Na ja was heißt kaputt putzen ? Ich rede auch nicht davon die Rolle komplett zu zerlegen etwas bessere Rollen sind inzwischen so gut gekapselt das dies nicht nötig ist.Aber es gibt in meinen Augen nichts schädlicheres für Ruten und Rolle als der feine Sand den man nach dem Brandungsangeln prinzipiell mit in der Rutentasche hat und das ist Gift für jede noch so gute Rolle. Außerdem ist Salzwasser eine Lauge und sei sie noch so verdünnt und Laugen sind agressiv und hinterlassen nicht sofort aber langfristig Schäden . Ich erinnere mich dann gerne an meine Pilkerbox in Norwegen den Deckel offen gelassen bei der Rückfahrt ordentlich Spritzwasser in die selbe und über Nacht schön arbeiten lassen. Kurzum am nächsten Morgen war alles was nicht aus Edelstahl war mit einem schönen Rotbraun überzogen (ich weiß das der Salzgehalt wesentlich höher ist). Oder als mein Freund sein Mefogeschirr ( Twin Power+Rute )nach dem Sommer aus seinem (feuchten) Keller holte. Er hatte sich beim letzten Watangeln damit lang gemacht die Rute und Rolle dabei einmal eingetaucht dann keine Lust mehr ab ins Futteral und ab in den Keller, als er sie im Herbst wieder hervor holte war von der Rutenberingung nicht mehr viel übrig und auch die Rolle war Schrottreif. Deshalb packe ich am morgen nach dem Angeln meine Angeln in die Dusche spüle sie mit lauwarmem Wasser ab löse die Bremse und stelle sie dann zum Trocknen ins Angelzimmer.
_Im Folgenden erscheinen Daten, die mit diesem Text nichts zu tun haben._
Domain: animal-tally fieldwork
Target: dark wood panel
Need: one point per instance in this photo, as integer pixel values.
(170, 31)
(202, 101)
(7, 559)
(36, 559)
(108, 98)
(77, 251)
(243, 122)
Das Zeug is mir zu Teuer um so lieblos damit umzugehen und sieht so auch länger gut aus ich setze mich Nächte lang in Brandung dann hab ich auch die 5 min dafür übrig.
Ist meine Meinung jedem das Recht auf seine eigene

Ach so um nicht völlig am Thema vorbei zu reden ich bin auch auf dem Standpunkt Bremse voll zu beim Angeln !!! Nichts ist schmerzhafter als mit 150-200gr voll durch zu ziehen und jetzt fängt die zu lose eingestellte Bremse an die Spule frei zu geben der Finger fungiert dabei als Umlenkrolle  nur eben ohne bewegliche Teile .Jetzt denke ich noch an meine 17er geflochtene die ich fische . Tja die hört dann wohl erst am Knochen auf  zu sägen.AUA
gruß Andreas


----------



## Klaus S. (9. Januar 2012)

*AW: Brandungangeln und die Bremse ...*



schl.wetterangler schrieb:


> Nichts ist schmerzhafter als mit 150-200gr voll durch zu ziehen und jetzt fängt die zu lose eingestellte Bremse an die Spule frei zu geben der Finger fungiert dabei als Umlenkrolle  nur eben ohne bewegliche Teile .Jetzt denke ich noch an meine 17er geflochtene die ich fische . Tja die hört dann wohl erst am Knochen auf  zu sägen.AUA
> gruß Andreas



Stell dich nicht so an... :m


----------



## degl (9. Januar 2012)

*AW: Brandungangeln und die Bremse ...*



Klaus S. schrieb:


> Stell dich nicht so an... :m



Aber niemand soll hinterher sagen können: er wurde nicht gewarnt:m:m

gruß degl


----------



## Christian1982 (12. Januar 2012)

*AW: Brandungangeln und die Bremse ...*



prime caster 01 schrieb:


> hallo ich habe brandugns rollen die keine bremse haben und auch kein rucklauf
> 
> meine meinug gewicht sparen bremse und rücklauf brauch man nicht
> 
> gruss tom



btw. mit was für rollen gehts du den in die brandung dann?
Ich kanns mir nicht ohne eine Bremse und Rücklauf vorstellen. 
mir ist noch nichtmal eine ohne Bremse bekannt |kopfkrat.


----------



## Christian1982 (12. Januar 2012)

*AW: Brandungangeln und die Bremse ...*

Wenn ich im Küstenbereich Angeln gehe und das mit Brandungsruten sind meine Rollen generell so eingestellt das es keinen "mikro mm" an schnur gibt. Falls nötig kann ich dies ja fix nach justieren und dann die Bremse wieder dicht machen.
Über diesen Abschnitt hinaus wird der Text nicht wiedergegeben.